Usen also brought up last year’s Digital Parliament, in which a group of youths reconstructed a mock Parliament session over Zoom to show how easy it would be to reconvene Parliament digitally. “The Digital Parliament provoked my thoughts on how youngsters might not have the conventional experience of human-to-human contact, but they are equipped with another skillset that’s needed in this era. The mode of learning is changing, and if we do not change too, then we might not be ready for the new era.”
As for Saleh and Masooma, their points of conversation kept returning, understandably, to their home country of Afghanistan, where the Taliban continues to terrorise civilians while their President watches dumbly. These were sobering reminders of the worst horrors that exist in the world, horrors against which Covid-19 is just a minor irritation.
The Future
The pandemic has shaped and impacted everyone in different ways. Some, like Usen’s students, were experimenting with new, digital mediums in their practice. For Ridhwan, he had to re-think filmmaking for a socially-distanced world while shooting his 2020 film, No Love for the Young. He devised the story to be told in abstract fragments, which allowed him to shoot his actors separately, in small groups.
For others, the pandemic has not only inspired new modes of working, but also new modes of thinking. The enforced isolations have inspired Ghafir’s next endeavour, a meditation on loneliness entitled, How to Be Alone. That same enforced isolation meanwhile inspired Saleh and Masooma to create a play about domestic violence.
In Ridzwan Othman’s musing on what he wants for the future, he said, modestly: “My biggest dream is simplicity.” Earlier, he had spoken about his compulsive use of Excel as an organisation tool, and here he quipped, “I don’t get why, despite all my Excel sheets, I’m still short on time!”
Roadblocks
In one of Jo’s final questions, she utilised our new pandemic lingo to ask, “What are the current roadblocks to your creativity?” Most of the participants replied with personal shortcomings.
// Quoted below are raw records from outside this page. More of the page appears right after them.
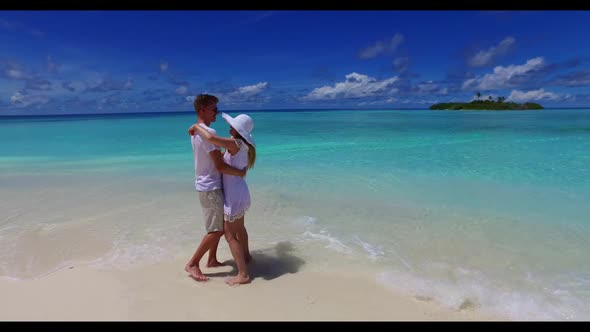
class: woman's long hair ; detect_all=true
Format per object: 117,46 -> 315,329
234,129 -> 256,169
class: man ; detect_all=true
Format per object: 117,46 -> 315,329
184,94 -> 246,281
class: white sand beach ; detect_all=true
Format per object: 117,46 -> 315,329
0,247 -> 501,321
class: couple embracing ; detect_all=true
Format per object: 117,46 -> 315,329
185,94 -> 256,286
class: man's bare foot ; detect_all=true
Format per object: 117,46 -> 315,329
184,264 -> 209,281
225,274 -> 250,286
207,260 -> 225,267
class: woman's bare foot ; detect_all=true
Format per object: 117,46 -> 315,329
207,260 -> 225,267
225,274 -> 251,286
184,264 -> 209,281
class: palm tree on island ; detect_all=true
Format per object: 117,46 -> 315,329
429,91 -> 543,111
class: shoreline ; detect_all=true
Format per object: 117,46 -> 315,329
0,248 -> 506,321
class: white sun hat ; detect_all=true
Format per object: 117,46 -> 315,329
221,113 -> 256,146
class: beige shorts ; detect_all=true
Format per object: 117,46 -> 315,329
198,189 -> 223,233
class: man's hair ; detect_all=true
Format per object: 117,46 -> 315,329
193,93 -> 219,112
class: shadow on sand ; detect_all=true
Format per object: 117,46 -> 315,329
206,241 -> 305,280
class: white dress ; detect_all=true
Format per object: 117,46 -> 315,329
223,139 -> 250,222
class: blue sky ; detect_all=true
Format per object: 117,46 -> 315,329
0,11 -> 590,115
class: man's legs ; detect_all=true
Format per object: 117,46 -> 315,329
184,189 -> 223,281
224,221 -> 250,286
184,232 -> 223,281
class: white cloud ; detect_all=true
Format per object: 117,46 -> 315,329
467,37 -> 516,67
506,89 -> 572,102
416,81 -> 449,95
160,61 -> 168,73
176,85 -> 188,95
62,81 -> 86,92
10,91 -> 49,108
206,82 -> 269,105
463,57 -> 545,90
233,82 -> 268,96
359,33 -> 404,59
302,73 -> 399,100
25,77 -> 51,91
0,61 -> 31,80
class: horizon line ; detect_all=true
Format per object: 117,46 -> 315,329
0,106 -> 590,118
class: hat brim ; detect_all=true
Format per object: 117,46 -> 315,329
221,113 -> 256,147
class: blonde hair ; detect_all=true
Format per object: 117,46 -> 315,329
234,132 -> 256,168
193,93 -> 219,112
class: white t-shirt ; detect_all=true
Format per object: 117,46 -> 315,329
191,123 -> 223,191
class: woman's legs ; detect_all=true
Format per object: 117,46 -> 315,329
233,217 -> 252,263
224,221 -> 250,286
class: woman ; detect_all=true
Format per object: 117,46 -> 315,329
189,113 -> 256,285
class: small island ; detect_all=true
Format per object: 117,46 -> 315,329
429,92 -> 543,111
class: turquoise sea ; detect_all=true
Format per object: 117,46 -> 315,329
0,109 -> 590,320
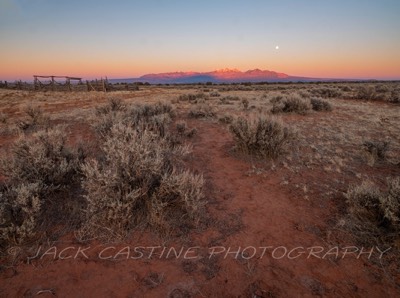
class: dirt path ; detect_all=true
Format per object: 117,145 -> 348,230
0,120 -> 399,297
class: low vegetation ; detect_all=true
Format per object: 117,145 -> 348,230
230,116 -> 294,158
346,177 -> 400,245
0,127 -> 85,246
271,94 -> 312,115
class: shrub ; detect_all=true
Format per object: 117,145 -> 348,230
311,87 -> 343,98
17,106 -> 50,132
81,123 -> 203,238
210,91 -> 221,97
96,98 -> 126,116
240,98 -> 250,110
271,94 -> 311,115
93,102 -> 175,139
189,104 -> 216,118
0,127 -> 85,246
355,86 -> 379,100
0,183 -> 43,246
0,127 -> 79,190
178,93 -> 208,101
388,90 -> 400,103
218,114 -> 233,124
345,177 -> 400,243
310,98 -> 332,111
230,116 -> 294,158
0,112 -> 7,124
363,141 -> 390,160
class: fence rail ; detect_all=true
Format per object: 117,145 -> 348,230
0,75 -> 139,92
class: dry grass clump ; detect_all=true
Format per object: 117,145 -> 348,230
93,101 -> 175,139
345,177 -> 400,244
0,127 -> 84,246
310,87 -> 343,98
218,114 -> 233,124
0,183 -> 43,247
0,112 -> 7,124
189,103 -> 216,118
176,120 -> 197,138
96,98 -> 126,116
388,90 -> 400,103
363,141 -> 390,160
81,123 -> 204,239
178,92 -> 208,101
17,106 -> 50,132
355,85 -> 383,100
310,98 -> 332,112
210,91 -> 221,97
0,127 -> 83,190
230,116 -> 294,158
271,94 -> 312,115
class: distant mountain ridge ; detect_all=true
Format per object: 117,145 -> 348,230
110,68 -> 321,84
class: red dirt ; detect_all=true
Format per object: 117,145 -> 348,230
0,120 -> 400,297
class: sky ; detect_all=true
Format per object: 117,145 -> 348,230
0,0 -> 400,81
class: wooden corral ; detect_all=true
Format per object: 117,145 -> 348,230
33,75 -> 83,91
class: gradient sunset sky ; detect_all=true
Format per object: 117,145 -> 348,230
0,0 -> 400,81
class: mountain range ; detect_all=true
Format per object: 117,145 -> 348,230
109,68 -> 321,84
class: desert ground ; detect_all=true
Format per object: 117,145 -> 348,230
0,82 -> 400,297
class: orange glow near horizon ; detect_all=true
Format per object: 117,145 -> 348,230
0,51 -> 400,80
0,0 -> 400,81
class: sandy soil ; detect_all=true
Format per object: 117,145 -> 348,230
0,88 -> 400,297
Memorably, Usen, who had been speaking in Mandarin up to that point, made the group laugh when she said, “This one doesn’t need translation: I’m lazy.” Saleh brought the conversation out of the personal and into the political by speaking about his refugee status, or, “the roadblocks between humans.”
His comment was, like the pandemic, another chilling reminder of all the contingencies that creativity is dependent on. The pandemic may be the hot topic for the moment, but the truth is that there are already a myriad of existing “roadblocks” all over the world that prevent the free flow and expression of human creativity. “Roadblocks” such as poverty, war, or tyranny.
“When I’m on my skateboard, I feel temporarily free,” said Ridhwan in the closing remarks. “The whole point of art, of doing art, is to feel free. Even if it’s a temporary feeling, I feel happy.”
Even once the pandemic is over, there will remain many other barriers to freedom. The pandemic is simply a flashpoint, a phenomenon that forces the entire population to feel certain deprivations that have long been the norm for the less privileged among us. As such, the question of what purpose art can serve in a crisis has and will always be pertinent.